With her second foray into alternative historical romance (The Virgin Queen's Daughter, 2008), Chase explores another intriguing mystery: How did Lady Jane Grey and her two sisters react to the political machinations that imprisoned them? Chase sets the fates of Jane, Katherine and Mary Grey against a field of political and personal ambitions. The Duke and Duchess of Suffolk scheme to maneuver their daughters into politically advantageous positions in the hopes of drawing nearer to the throne. With conspirators Northumberland and Pembroke, they marry scholarly Jane to Guilford Dudley, Northumberland's son, positioning her as a direct threat to Queen Mary. They marry beautiful Katherine to Henry Herbert, Pembroke's son. They set Mary, with her twisted spine and unsightly face, as decoy, unwittingly reassuring Mary of the Suffolk family's love despite their treachery. Edward soon dies, Jane is set up as queen for nine days, and Mary escapes the conspirators' clutches to snare the throne for herself. Thus, the three wagered maids begin to tumble to ruin. The political machinations could easily overwhelm the novel, but Chase keeps the narrative reins firmly in the Grey sisters' hands. She allows the Grey sisters to tell the story using a kind of snapshot technique, letting each woman tell different parts of it. Jane tells the harrowing details of being forced to wed a man she does not love, to wear a crown she does not want, and to accept beheading for the treason she did not intend. In turn, Kat tells the tale of betrayal, as she is married and set aside, and trust, as she secretly marries for love. Mary tells the tale of the forgotten sister who, too, finds love by putting aside social expectations.

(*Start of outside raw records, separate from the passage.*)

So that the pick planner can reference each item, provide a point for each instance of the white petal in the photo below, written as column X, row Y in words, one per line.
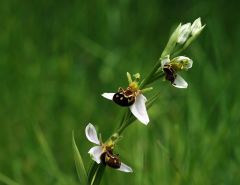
column 196, row 26
column 184, row 32
column 165, row 60
column 139, row 109
column 187, row 62
column 95, row 153
column 108, row 95
column 91, row 134
column 125, row 168
column 179, row 82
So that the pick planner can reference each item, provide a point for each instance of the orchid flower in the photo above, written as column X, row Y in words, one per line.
column 171, row 67
column 102, row 153
column 131, row 97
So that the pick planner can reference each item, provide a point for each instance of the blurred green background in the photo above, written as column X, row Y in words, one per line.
column 57, row 57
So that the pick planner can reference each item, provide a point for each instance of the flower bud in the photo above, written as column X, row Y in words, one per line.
column 196, row 27
column 184, row 33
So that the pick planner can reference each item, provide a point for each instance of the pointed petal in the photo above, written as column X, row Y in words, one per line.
column 95, row 153
column 139, row 110
column 179, row 82
column 165, row 60
column 108, row 95
column 125, row 168
column 91, row 134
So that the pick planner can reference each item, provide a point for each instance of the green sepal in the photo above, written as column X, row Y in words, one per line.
column 82, row 175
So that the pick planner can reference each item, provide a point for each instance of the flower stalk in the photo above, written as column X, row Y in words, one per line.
column 133, row 98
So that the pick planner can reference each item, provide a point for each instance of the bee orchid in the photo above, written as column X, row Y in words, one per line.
column 103, row 152
column 131, row 97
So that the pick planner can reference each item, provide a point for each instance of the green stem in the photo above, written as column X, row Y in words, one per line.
column 145, row 82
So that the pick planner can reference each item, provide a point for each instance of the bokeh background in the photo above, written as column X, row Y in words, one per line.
column 57, row 57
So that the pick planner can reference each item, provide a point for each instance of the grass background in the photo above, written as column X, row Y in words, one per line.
column 57, row 57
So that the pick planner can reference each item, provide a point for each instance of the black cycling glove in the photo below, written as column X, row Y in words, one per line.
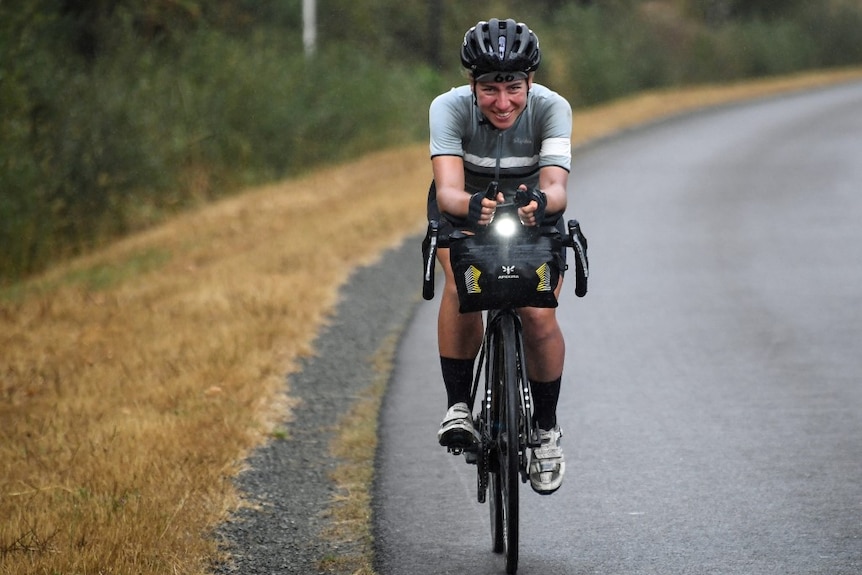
column 475, row 211
column 524, row 197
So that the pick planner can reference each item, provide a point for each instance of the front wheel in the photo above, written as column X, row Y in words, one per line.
column 504, row 480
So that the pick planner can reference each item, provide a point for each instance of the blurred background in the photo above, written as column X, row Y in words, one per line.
column 117, row 114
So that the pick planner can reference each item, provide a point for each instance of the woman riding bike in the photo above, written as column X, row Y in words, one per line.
column 500, row 127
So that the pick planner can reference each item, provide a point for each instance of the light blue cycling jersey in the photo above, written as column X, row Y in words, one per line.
column 541, row 136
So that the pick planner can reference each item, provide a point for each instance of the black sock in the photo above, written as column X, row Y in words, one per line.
column 546, row 394
column 458, row 377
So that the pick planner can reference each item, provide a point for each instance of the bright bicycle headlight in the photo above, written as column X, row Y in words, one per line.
column 505, row 226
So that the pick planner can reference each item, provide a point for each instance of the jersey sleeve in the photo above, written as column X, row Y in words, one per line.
column 556, row 130
column 446, row 123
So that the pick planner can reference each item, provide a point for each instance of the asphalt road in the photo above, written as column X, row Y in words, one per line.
column 712, row 401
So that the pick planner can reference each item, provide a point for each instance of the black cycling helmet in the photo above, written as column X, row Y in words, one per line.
column 500, row 46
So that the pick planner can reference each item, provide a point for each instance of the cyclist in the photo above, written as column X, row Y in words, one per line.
column 500, row 127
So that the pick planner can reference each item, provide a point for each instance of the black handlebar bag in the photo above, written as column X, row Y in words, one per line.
column 491, row 273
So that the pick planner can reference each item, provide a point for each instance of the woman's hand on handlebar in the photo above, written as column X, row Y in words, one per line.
column 482, row 209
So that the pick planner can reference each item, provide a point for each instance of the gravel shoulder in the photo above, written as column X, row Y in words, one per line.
column 288, row 485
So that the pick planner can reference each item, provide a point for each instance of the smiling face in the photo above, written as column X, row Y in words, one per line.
column 502, row 102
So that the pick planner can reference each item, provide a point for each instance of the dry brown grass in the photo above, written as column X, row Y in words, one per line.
column 134, row 381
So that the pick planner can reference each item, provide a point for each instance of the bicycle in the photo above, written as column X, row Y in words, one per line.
column 504, row 421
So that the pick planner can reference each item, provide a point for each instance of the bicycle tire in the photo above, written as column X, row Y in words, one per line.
column 505, row 482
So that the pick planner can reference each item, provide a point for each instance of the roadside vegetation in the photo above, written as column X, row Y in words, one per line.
column 118, row 115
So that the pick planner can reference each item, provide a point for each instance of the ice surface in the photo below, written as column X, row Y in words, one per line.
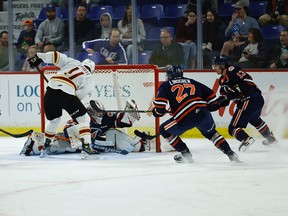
column 146, row 183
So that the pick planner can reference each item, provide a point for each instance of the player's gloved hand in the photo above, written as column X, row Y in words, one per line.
column 156, row 114
column 34, row 61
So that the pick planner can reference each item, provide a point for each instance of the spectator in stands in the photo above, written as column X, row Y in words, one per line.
column 238, row 27
column 4, row 51
column 83, row 27
column 104, row 27
column 254, row 52
column 213, row 37
column 186, row 35
column 111, row 50
column 206, row 4
column 276, row 13
column 280, row 59
column 125, row 27
column 26, row 37
column 32, row 50
column 168, row 53
column 50, row 33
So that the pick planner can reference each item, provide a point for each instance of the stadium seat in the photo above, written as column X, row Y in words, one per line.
column 175, row 10
column 256, row 9
column 154, row 32
column 270, row 32
column 84, row 55
column 97, row 11
column 119, row 11
column 152, row 10
column 226, row 10
column 42, row 14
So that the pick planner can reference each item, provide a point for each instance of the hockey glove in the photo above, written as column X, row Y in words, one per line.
column 34, row 61
column 156, row 114
column 220, row 102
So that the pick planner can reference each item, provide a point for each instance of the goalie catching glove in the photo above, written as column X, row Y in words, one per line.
column 34, row 61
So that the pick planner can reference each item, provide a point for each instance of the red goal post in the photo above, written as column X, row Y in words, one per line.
column 114, row 85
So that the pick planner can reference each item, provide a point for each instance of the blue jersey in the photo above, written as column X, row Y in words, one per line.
column 237, row 84
column 184, row 96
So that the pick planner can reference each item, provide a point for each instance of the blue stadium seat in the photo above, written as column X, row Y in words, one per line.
column 256, row 9
column 42, row 14
column 226, row 9
column 97, row 11
column 152, row 10
column 84, row 55
column 270, row 32
column 119, row 11
column 175, row 10
column 154, row 32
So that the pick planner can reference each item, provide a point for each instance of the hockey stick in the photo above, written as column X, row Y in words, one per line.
column 97, row 109
column 145, row 136
column 17, row 135
column 107, row 149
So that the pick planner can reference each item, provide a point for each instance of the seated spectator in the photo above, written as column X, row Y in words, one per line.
column 280, row 59
column 254, row 52
column 26, row 37
column 4, row 51
column 111, row 50
column 104, row 27
column 168, row 52
column 213, row 37
column 125, row 27
column 186, row 35
column 32, row 50
column 83, row 27
column 238, row 27
column 50, row 33
column 276, row 13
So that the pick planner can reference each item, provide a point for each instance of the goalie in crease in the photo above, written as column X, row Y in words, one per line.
column 104, row 132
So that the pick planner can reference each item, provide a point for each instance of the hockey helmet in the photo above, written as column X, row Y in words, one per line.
column 220, row 60
column 174, row 71
column 94, row 114
column 89, row 64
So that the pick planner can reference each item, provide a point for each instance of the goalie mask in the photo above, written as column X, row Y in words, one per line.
column 97, row 116
column 89, row 64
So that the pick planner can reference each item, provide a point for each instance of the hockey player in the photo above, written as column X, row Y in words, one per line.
column 238, row 86
column 103, row 133
column 188, row 102
column 65, row 90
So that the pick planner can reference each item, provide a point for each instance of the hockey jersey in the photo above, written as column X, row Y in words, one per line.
column 184, row 95
column 72, row 78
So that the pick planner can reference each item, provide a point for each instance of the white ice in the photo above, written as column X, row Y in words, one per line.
column 147, row 183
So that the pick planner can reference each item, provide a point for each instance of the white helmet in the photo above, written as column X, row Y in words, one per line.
column 90, row 64
column 97, row 116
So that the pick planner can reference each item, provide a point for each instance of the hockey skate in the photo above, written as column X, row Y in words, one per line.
column 28, row 147
column 184, row 157
column 87, row 152
column 233, row 157
column 270, row 140
column 46, row 149
column 246, row 143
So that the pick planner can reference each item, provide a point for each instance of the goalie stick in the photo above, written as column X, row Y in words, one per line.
column 97, row 109
column 145, row 136
column 17, row 135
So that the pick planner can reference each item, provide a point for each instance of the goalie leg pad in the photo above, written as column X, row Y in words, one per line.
column 122, row 140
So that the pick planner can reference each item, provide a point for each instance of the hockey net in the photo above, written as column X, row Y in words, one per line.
column 115, row 84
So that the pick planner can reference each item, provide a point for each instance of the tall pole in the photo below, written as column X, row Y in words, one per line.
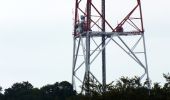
column 88, row 48
column 103, row 45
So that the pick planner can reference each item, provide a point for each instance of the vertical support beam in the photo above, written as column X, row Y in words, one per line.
column 75, row 17
column 87, row 74
column 146, row 63
column 140, row 10
column 144, row 45
column 87, row 83
column 73, row 66
column 103, row 45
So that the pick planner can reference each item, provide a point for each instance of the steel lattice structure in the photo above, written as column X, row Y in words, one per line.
column 92, row 27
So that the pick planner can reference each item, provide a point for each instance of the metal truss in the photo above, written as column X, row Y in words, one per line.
column 87, row 47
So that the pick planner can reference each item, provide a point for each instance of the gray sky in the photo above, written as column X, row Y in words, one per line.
column 36, row 40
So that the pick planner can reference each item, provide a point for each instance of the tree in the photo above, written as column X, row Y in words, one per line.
column 21, row 91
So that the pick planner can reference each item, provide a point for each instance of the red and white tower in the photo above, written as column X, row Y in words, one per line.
column 93, row 32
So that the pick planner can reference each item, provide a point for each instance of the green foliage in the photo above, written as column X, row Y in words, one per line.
column 123, row 89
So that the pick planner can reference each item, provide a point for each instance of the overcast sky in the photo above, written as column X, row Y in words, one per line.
column 36, row 40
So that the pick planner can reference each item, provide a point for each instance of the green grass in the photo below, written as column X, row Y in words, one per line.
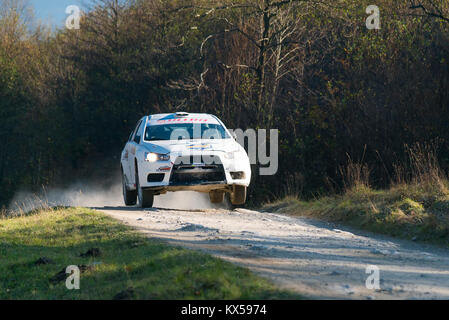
column 153, row 269
column 410, row 212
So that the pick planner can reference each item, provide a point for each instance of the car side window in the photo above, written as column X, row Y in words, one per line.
column 138, row 134
column 133, row 133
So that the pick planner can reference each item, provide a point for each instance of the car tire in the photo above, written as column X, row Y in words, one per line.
column 146, row 197
column 216, row 197
column 129, row 196
column 238, row 195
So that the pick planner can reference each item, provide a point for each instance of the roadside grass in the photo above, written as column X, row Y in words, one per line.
column 129, row 266
column 418, row 212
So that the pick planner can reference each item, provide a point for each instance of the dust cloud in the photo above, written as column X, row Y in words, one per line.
column 93, row 196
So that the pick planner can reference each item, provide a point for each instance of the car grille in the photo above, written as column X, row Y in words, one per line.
column 209, row 170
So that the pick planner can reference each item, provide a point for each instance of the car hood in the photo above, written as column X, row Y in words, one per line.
column 189, row 146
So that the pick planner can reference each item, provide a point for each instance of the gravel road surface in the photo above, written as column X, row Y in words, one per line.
column 317, row 259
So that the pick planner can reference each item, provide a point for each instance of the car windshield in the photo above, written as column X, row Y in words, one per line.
column 185, row 131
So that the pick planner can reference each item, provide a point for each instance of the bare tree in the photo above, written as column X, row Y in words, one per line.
column 431, row 8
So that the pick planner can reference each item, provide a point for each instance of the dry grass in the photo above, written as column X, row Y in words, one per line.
column 415, row 207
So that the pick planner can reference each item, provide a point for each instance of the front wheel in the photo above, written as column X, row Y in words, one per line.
column 216, row 196
column 238, row 195
column 146, row 197
column 129, row 196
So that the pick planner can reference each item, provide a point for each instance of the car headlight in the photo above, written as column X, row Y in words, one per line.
column 231, row 155
column 153, row 157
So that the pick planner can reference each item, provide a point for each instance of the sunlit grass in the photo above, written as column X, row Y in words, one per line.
column 410, row 211
column 151, row 268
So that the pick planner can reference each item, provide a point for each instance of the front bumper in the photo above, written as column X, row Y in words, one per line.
column 197, row 172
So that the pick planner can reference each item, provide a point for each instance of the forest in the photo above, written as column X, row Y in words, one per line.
column 350, row 103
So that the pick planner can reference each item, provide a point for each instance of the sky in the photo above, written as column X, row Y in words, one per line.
column 53, row 11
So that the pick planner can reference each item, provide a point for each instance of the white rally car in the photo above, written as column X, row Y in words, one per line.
column 183, row 152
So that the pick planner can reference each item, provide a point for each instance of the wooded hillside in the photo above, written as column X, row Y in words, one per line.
column 339, row 94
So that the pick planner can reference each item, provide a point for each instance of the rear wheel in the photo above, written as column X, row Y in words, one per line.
column 238, row 195
column 216, row 196
column 146, row 197
column 129, row 196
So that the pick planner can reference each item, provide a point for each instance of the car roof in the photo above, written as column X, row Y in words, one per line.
column 157, row 119
column 182, row 114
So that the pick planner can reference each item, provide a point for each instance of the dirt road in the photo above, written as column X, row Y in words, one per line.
column 316, row 259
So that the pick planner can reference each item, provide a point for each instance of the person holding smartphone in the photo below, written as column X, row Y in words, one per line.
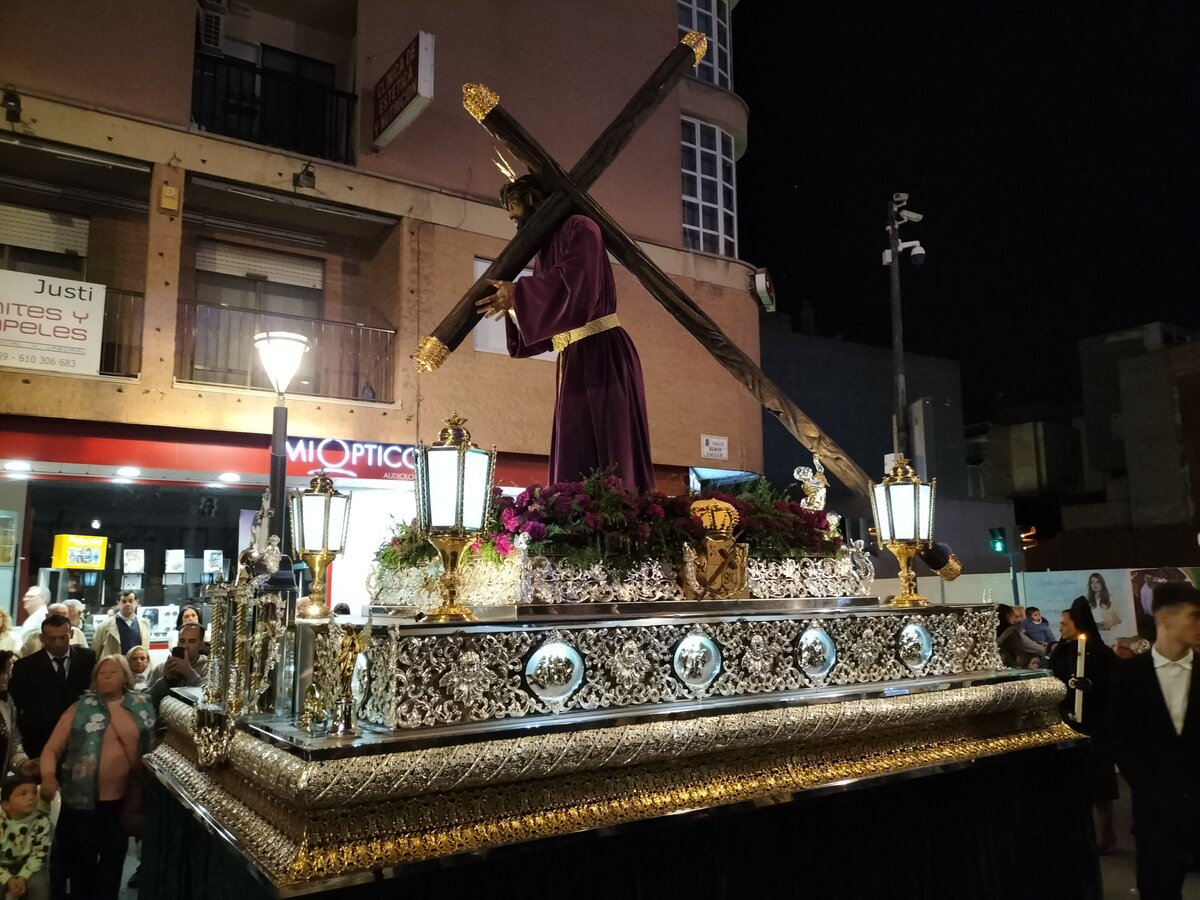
column 186, row 666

Each sister's story reveals the competing desires that both invite love and provoke jealousy.(COPYRIGHT (2011) KIRKUS REVIEWS/NIELSEN BUSINESS MEDIA, INC. ALL RIGHTS RESERVED.)
July 1, 2011
The political and religious turmoil of Reformation England and the perennially fascinating story of Lady Jane Grey's nine-day reign as England's queen come vibrantly to life in this fictional but deftly researched chronicle of Jane and her two lesser-known, younger sisters, Katherine and Mary. With a firmer claim to the throne than the two daughters (Mary and Elizabeth) Henry VIII denounced as illegitimate, the Grey girls are pitched into the turbulent maze of Tudor politics by their Macbeth-like parents, whose scheming ends in countrywide rebellion, the execution of studious, pious Jane, and the annulment of Katherine's marriage. Afterwards, gentle, loving Kat and suspicious, deformed Mary are jostled through the courts of Bloody Mary and Elizabeth I. On the way, they encounter true love, petty betrayal, and, at last, maturity and strength more potent than the power their abusers wield. Though sometimes weighed down by clunky historical exposition, Chase's prose is engaging, and her rich, detailed portraits of Renaissance women, particularly those of a kindly but haunted Mary I and a vicious, conceited Elizabeth, are unforgettable.(Reprinted with permission of Booklist, copyright 2011, American Library Association.)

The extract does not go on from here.